RIGHTS OF THE GOVERNMENT

The invention described herein may be manufactured and used by or for the Government of the United States for all governmental purposes without the payment of any royalty.

BRIEF SUMMARY

The present invention is directed to a device and method for checking the photometric linearity of optical instruments, and a method for reconstructing the input-output relationship for calibration purposes when excessive nonlinear performance is detected.

In one form, the device comprises a variable attenuator and a step attenuator inserted in series optically. The variable attenuator is uncalibrated and manually adjustable over the full range of zero to 100 percent attenuation. The step attenuator, on the other hand, is both accurately calibrated and spatially homogeneous as to attenuation irrespective of the size of the light beam passing therethrough. When the step attenuator is inserted into the path of the light beam used by the intensity measuring optical instrument, at diverse settings of the variable attenuator, the output response to the insertion indicates the relative nonlinearity between the input and output of the instrument at the point prescribed by the variable attenuator setting.

The method by which a check is made for nonlinearity and an accurate input-output response curve is reconstructed consists of an iterative sequence commencing with a tabulation of output responses over the full output response range of the instrument. The itensity measuring optical instrument is first adjusted to respond correctly at the opposite ends of the scale, i.e. zero and full scale, with the intermediate nonlinearities being the subject of the inquiry. At each intermediate setting of the variable attenuator the output is recorded both with and without the step attenuator inserted. A calculation is performed to ascertain the apparent step, a ratio between the output response with and without the step attenuator. If the apparent step is substantially identical to the calibrated value of the step attenuator, the instrument is linear.

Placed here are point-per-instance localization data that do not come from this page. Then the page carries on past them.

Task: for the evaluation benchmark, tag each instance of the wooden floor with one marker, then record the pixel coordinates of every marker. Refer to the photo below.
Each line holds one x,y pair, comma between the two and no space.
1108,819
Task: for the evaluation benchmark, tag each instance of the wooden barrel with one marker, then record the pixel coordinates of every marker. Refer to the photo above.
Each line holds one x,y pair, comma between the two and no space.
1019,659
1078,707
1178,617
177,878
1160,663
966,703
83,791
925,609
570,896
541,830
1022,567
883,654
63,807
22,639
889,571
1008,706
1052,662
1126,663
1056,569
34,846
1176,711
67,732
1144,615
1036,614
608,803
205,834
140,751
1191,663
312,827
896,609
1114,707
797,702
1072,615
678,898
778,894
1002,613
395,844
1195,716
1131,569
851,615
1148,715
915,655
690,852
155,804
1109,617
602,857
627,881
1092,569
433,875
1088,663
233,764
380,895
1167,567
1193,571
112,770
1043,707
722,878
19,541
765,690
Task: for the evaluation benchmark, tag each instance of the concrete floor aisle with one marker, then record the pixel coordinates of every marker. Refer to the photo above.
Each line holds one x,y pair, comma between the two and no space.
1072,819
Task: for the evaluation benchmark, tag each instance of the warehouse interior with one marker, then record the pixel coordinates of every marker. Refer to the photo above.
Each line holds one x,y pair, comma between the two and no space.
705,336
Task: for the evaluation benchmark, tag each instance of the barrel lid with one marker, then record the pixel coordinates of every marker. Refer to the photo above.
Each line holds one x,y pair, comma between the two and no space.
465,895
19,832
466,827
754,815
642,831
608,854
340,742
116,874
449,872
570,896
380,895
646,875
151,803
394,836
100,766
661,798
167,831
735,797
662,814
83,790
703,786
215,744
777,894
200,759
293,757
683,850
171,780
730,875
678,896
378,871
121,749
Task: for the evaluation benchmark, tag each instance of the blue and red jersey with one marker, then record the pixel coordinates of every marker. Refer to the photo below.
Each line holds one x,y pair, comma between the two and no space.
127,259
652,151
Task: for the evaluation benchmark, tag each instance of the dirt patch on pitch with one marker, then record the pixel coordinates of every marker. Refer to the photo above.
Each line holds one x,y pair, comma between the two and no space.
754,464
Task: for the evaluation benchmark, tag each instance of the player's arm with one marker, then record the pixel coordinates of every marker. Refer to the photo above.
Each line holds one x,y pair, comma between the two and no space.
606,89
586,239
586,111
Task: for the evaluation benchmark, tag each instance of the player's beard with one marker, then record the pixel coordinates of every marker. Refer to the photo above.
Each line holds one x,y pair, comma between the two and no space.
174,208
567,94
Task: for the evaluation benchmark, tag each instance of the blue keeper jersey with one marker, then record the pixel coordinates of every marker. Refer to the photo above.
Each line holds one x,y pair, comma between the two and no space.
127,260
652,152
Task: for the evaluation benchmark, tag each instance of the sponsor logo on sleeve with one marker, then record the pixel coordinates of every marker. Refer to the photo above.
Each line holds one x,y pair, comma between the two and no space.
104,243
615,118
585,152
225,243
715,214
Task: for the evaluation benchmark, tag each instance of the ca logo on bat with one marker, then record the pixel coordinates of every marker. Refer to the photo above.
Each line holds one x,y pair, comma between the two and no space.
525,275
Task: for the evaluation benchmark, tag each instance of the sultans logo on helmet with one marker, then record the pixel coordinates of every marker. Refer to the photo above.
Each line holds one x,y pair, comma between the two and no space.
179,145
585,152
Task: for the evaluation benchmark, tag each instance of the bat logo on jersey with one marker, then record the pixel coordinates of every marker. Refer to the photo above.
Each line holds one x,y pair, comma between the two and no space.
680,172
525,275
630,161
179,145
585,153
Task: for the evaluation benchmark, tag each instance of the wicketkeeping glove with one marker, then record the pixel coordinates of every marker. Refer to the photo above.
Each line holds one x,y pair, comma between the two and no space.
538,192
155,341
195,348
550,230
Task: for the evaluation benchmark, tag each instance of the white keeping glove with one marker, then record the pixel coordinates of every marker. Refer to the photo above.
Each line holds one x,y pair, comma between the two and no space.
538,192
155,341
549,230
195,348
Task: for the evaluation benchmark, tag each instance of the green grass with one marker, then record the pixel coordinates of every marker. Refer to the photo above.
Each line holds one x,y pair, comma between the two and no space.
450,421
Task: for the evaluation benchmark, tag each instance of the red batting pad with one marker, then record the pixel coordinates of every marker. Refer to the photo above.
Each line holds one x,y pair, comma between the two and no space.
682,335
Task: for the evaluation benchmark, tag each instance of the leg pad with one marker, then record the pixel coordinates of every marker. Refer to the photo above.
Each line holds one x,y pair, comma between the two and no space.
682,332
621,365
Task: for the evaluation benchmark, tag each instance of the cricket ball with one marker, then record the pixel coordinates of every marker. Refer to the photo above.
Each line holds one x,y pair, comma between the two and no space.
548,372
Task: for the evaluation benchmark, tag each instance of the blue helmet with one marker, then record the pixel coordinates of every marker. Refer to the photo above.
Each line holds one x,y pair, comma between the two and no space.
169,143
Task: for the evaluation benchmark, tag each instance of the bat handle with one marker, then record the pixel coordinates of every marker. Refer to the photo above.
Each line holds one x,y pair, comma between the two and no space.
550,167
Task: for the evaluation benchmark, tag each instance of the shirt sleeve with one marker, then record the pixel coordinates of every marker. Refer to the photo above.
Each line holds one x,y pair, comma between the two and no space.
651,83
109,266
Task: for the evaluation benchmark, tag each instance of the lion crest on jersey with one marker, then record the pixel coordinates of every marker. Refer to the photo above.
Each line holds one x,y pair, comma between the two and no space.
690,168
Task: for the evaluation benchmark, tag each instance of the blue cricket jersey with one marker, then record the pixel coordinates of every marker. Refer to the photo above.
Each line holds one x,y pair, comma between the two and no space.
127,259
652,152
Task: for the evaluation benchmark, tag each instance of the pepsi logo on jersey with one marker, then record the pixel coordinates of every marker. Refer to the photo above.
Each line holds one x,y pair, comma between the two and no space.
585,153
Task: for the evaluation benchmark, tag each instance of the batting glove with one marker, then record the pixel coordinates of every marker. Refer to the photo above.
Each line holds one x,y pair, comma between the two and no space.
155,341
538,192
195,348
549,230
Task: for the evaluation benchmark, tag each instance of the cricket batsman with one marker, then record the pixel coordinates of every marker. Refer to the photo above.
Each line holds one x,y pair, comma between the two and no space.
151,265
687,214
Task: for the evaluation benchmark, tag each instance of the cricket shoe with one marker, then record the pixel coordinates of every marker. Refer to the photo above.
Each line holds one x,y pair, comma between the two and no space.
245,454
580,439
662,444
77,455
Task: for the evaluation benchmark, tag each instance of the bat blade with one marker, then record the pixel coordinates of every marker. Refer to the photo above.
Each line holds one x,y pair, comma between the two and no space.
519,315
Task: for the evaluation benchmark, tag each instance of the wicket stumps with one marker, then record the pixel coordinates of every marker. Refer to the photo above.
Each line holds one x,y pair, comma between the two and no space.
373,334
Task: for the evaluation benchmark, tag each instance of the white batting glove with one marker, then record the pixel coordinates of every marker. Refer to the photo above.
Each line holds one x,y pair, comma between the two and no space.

Otherwise, the correct input-output response of the instrument must be reconstructed from the measured data.

The actual input-output response is reconstructed recursively using interpolated or smoothed values of the apparent step from the foregoing measurement sequence and the accurately known value of the step attenuator.

DESCRIPTION OF THE DRAWINGS

FIG. 1 is a schematic representation of a spectrophotometer type optical instrument.

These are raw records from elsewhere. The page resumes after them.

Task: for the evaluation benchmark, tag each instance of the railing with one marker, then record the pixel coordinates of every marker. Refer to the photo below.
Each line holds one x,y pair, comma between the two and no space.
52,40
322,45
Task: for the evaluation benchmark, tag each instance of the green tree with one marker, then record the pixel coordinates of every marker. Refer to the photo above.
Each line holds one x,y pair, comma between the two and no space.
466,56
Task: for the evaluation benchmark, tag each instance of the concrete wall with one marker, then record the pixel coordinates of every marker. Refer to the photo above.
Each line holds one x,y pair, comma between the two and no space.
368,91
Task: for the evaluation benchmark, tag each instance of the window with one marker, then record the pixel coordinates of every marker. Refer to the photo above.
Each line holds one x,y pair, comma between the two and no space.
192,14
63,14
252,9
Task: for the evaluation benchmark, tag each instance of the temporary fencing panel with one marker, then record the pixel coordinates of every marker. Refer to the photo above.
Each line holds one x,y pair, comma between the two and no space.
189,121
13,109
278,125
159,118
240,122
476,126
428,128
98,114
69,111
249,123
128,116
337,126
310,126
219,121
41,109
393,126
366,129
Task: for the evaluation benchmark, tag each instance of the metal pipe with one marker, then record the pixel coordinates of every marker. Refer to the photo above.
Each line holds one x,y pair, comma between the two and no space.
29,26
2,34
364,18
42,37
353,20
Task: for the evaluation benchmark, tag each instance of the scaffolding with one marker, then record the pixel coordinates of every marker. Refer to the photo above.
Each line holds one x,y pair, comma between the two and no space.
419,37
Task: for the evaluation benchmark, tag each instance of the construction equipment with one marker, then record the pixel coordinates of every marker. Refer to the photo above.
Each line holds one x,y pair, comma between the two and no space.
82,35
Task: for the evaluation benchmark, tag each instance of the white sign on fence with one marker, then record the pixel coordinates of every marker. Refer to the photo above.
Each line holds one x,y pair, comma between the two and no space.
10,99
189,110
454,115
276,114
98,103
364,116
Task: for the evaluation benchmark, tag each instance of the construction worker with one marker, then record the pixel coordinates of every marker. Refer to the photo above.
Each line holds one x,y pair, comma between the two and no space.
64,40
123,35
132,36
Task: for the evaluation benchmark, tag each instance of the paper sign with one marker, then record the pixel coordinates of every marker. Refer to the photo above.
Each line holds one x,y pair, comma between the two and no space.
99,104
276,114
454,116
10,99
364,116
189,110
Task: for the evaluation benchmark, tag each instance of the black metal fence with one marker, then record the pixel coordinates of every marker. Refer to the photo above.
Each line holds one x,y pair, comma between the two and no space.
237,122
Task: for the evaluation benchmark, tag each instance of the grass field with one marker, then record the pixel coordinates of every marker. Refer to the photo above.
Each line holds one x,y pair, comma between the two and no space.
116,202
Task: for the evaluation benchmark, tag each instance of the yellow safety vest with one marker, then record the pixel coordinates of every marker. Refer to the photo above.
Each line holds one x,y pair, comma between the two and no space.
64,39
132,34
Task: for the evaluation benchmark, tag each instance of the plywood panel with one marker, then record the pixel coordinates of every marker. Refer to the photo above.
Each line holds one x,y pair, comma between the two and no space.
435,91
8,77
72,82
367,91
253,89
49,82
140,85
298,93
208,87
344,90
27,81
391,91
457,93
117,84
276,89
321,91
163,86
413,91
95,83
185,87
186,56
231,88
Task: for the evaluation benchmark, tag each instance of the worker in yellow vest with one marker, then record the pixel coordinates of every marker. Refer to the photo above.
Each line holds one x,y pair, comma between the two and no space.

FIG. 2 illustrates one embodiment of the complete attenuation device inserted within a cell holder of a spectrophotometer.

FIG. 3 is a cross-sectional schematic of the embodiment in FIG. 2, taken at section line 3--3.

FIGS. 4, 5 and 6 are various embodiments of the step attenuator.

FIG. 7 is a plot of apparent step verses indicated output.

FIG. 8 contains a reconstructed input-output plot of the spectrophotometer undergoing calibration.

DETAILED DESCRIPTION

Optical instruments which are used to measure light intensity are normally capable of being adjusted to set the zero end output response and the full scale output response. When the instrument is operating properly the intermediate output responses are expected to be linear once the zero and full scale ends are adjusted. For a variety of reasons the instrument may actually be nonlinear, introducing errors into the output data which are not readily detectable.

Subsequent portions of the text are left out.